Detering prepared a spreadsheet that incorporates the GSP data from the Key Drivers Outputs spreadsheet.  The spreadsheet shows an average 1.9% per capita GSP growth in the years back, but .84% for the future.  On the other hand, the text in Appendix G says that the Integration Analysis assumes a 1.9% growth of GSP (not per capita) and a .2% growth of population. It is not clear whether they are using nominal GSP numbers, which would explain the mismatch with the table, which uses 2020 dollars.  The point is that 1.9% GSP growth is a good number for real dollars (inflation-adjusted) but not nominal ones. The table shows that their growth assumption (in 2020 dollars) per capita practically drops by half (-55%).
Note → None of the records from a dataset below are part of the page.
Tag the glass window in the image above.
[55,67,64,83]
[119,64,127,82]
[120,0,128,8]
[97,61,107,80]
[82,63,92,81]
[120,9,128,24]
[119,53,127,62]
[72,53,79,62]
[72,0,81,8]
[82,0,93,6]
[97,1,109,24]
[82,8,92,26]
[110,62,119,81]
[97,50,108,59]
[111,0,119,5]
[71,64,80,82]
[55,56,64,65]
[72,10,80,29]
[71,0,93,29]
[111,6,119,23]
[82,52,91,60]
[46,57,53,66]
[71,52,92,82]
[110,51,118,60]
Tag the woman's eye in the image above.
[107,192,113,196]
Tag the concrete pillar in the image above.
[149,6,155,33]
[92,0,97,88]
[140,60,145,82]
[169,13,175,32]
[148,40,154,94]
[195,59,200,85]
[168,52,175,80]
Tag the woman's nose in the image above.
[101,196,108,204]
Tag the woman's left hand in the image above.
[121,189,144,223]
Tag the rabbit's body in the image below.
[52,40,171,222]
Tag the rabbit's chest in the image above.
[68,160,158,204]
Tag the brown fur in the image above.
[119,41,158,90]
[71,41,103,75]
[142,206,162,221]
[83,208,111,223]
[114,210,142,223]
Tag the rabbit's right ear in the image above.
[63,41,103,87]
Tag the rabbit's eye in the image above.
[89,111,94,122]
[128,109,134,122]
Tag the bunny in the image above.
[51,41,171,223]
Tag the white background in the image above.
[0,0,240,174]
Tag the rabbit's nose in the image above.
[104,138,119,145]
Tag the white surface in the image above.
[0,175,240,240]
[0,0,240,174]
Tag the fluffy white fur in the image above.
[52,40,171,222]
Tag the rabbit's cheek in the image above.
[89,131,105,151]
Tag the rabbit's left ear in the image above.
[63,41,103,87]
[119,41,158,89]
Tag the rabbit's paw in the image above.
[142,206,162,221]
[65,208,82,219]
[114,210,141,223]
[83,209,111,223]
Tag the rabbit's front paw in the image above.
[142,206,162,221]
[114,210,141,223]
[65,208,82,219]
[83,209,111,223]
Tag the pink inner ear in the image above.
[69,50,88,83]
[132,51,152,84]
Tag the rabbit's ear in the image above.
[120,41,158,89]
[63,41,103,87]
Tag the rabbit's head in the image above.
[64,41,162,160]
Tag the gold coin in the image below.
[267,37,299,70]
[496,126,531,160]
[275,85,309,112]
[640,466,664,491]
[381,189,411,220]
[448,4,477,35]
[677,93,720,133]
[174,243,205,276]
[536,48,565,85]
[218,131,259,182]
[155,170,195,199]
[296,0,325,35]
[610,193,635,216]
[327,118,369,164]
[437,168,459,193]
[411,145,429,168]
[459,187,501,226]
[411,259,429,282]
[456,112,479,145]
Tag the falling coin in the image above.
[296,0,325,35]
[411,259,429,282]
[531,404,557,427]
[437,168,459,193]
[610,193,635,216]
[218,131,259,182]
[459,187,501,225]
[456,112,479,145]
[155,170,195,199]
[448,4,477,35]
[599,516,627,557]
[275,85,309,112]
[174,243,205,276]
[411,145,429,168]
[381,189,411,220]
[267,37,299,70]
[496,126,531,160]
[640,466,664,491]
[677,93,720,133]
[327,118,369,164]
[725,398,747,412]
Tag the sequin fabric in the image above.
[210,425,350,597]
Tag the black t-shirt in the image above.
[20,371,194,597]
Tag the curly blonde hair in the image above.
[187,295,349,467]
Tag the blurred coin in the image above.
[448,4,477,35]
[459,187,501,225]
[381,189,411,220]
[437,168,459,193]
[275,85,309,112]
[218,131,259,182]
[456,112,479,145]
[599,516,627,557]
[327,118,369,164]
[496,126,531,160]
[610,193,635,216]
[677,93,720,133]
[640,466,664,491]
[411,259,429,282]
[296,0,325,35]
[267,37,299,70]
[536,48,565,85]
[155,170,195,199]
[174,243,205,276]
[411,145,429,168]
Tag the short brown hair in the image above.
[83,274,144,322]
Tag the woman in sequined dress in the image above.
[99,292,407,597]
He has checked this math and is confident about the assumed 55% drop in per capita GSP growth. The possible conclusions are all bad:

  • NYSERDA’s Integration Analysis needs a low growth because GSP is linked to energy usage. Over 30 years, .84% translates to a 29% growth, but 1.9% means a 76% growth. Big difference – much less wind and solar to plan for, again!
  • NYSERDA’s Integration Analysis assumes with a program like this, there is no way New York can pull off much more growth in incomes and wealth. High energy costs will drive jobs away and New Yorkers will be poorer as a result. Naturally, growth assumptions need to be reduced.
  • It appears that NYSERDA’s Integration Analysis is yielding to degrowth ideas.
  • This is a game of low expectations.  It allows the state to say 30 years from now: Look, the Climate Act wasn’t so bad for the state after all. We assumed annual per capita GSP growth of only .84% and we’ve gotten over .9% on average!

Conclusion

Jim Shultz recently described the text of the Draft Scoping Plan: “The plan is a true masterpiece in how to hide what is important under an avalanche of words designed to make people never want to read it”. Dietmar Detering and I have found that the Integration Analysis documentation spreadsheets are worse.  There are reams of numbers hiding the fact that the numbers really needed to explain the cost implications of the plan are not included.  There are only a handful of people who have dug into the complexities of the Draft Scoping Plan enough to understand the deceitful actions being taken to “prove” that the Climate Act transition will have benefits that out-weigh the costs. 

Detering’s analysis documents another game with the numbers in NYSERDA’s Integration Analysis.  In order to “prove” benefits out-weigh costs for the future net-zero energy system, there have been multiple games played to lower costs.  In this example, future load is reduced by using a lower growth rate for the economy.  This lowers the cost of the necessary wind and solar resources needed.